In Alexander Payne’s Nebraska, an old man (Bruce Dern) in the early stages of aged confusion gets a piece of junk mail that says he has the chance to win $1 million. He thinks he’s won and needs to get from his Montana home to Lincoln, Nebraska (the mail’s return address) to claim his money. He’s all ready to walk there, seeing as he’s not well enough to drive and still hasn’t fixed up the busted pickup that’s been sitting in his garage for a decade. His younger of two grown sons (Will Forte) agrees to drive him, his older son (Bob Odenkirk) and wife (June Squibb) slowly shaking their heads at all this silliness. Forte calmly hears his mother’s objections as she asks why he won’t take her to see her sister instead of indulging his father’s figment of the imagination.

The dignity of the old man’s nonsense quest comes in simply allowing him a sense of purpose and good fortune, the removal of which would be awfully difficult anyway. Payne’s typical sweet-and-sour comic drama chops, on display in the likes of About Schmidt and The Descendents, serve Bob Nelson’s dryly observant road trip screenplay well as the man and his son stop off to see relatives along the way in domestic scenes so true I found myself thinking, I’ve been in those rooms! Conversation is terse, halting, transactional, loosely organized, understated, half-loving and half-prickly. My favorite exchange comes when Forte’s elderly aunt (Mary Louise Wilson) says his uncle’s foot’s been bothering him again. There’s a long pause before the man (Rance Howard) simply says, “Naw. Just hurts.”

It’s all so sharply moving and funny that by the time it concludes with a fuzzy and generous sense of tough Midwestern sentimentality, it’s very nearly earned. The resolution comes not so much from plot or a change in circumstance, but from a simple act of dignity allowed an old man who appreciates it with as much stoic befuddlement as he can be. Dern’s performance is real and creaky a picture of low-level confusion and unshakable delusion. Forte’s a fine low-key foil, exasperated by his father’s unshakable misunderstanding, but so full of loving affection that he’d rather protect his father from those circling to get a piece of the nonexistent prize and shelter him from those who’d make fun of the truth. That just might be a losing battle.

The ensemble – from Odenkirk and Squibb to the myriad small town relatives and acquaintances, including Stacy Keach with perfectly pitched arrogance – is so fully real and convincing there’s hardly a false note among them. Their dialogue is funny in the way your relatives (mileage with this comparison may vary) are funny, with unexpected detours, sudden surprise revelations presented matter-of-factly, conversational roundabouts, and wondrous colloquialisms.
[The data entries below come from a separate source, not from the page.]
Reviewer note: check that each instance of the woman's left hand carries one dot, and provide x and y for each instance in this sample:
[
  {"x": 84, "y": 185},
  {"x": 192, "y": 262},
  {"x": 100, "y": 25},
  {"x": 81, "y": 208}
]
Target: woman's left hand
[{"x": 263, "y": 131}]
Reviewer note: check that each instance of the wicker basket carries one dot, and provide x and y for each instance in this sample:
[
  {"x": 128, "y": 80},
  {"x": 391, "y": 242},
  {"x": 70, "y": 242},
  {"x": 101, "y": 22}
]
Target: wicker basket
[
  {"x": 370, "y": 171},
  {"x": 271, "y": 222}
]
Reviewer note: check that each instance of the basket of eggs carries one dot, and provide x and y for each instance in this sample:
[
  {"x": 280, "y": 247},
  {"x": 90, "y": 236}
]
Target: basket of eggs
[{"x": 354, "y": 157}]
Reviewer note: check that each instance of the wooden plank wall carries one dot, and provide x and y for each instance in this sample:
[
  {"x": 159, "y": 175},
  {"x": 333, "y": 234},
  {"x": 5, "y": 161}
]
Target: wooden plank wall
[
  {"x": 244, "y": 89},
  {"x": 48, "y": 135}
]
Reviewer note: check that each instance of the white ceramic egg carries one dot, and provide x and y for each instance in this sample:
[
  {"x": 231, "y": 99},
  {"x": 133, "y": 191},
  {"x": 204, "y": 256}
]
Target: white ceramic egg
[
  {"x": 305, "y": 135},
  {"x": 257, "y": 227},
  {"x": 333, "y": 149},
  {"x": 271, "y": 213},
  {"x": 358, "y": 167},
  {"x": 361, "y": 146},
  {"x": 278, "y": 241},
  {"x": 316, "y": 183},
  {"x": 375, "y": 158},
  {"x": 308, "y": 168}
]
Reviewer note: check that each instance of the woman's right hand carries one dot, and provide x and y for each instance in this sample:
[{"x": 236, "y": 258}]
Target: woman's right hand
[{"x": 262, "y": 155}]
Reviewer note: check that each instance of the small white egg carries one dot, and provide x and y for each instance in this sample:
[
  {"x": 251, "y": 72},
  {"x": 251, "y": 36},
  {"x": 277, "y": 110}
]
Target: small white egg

The false notes ring softly in the script as it falls into predictable road trip patterns and there’s scarcely a surprise on a story level. That kept it a tad on the narratively uninvolving side for me. The milieu is presented with such clarity and truth, the plot mechanics feel at times like nothing less than an unwelcome intrusion. But the characters feel so real that when the movie was at its best, I hardly cared. Nebraska is as prickly and unhurried as its characters, filmed in bracing black and white that casts it all in a fading glory. The past, endlessly picked and poked by being in old places with old relatives, may be gone, but there’s still dignity in allowing the old man to believe he’s rich. With a son like that, who is to say he isn’t?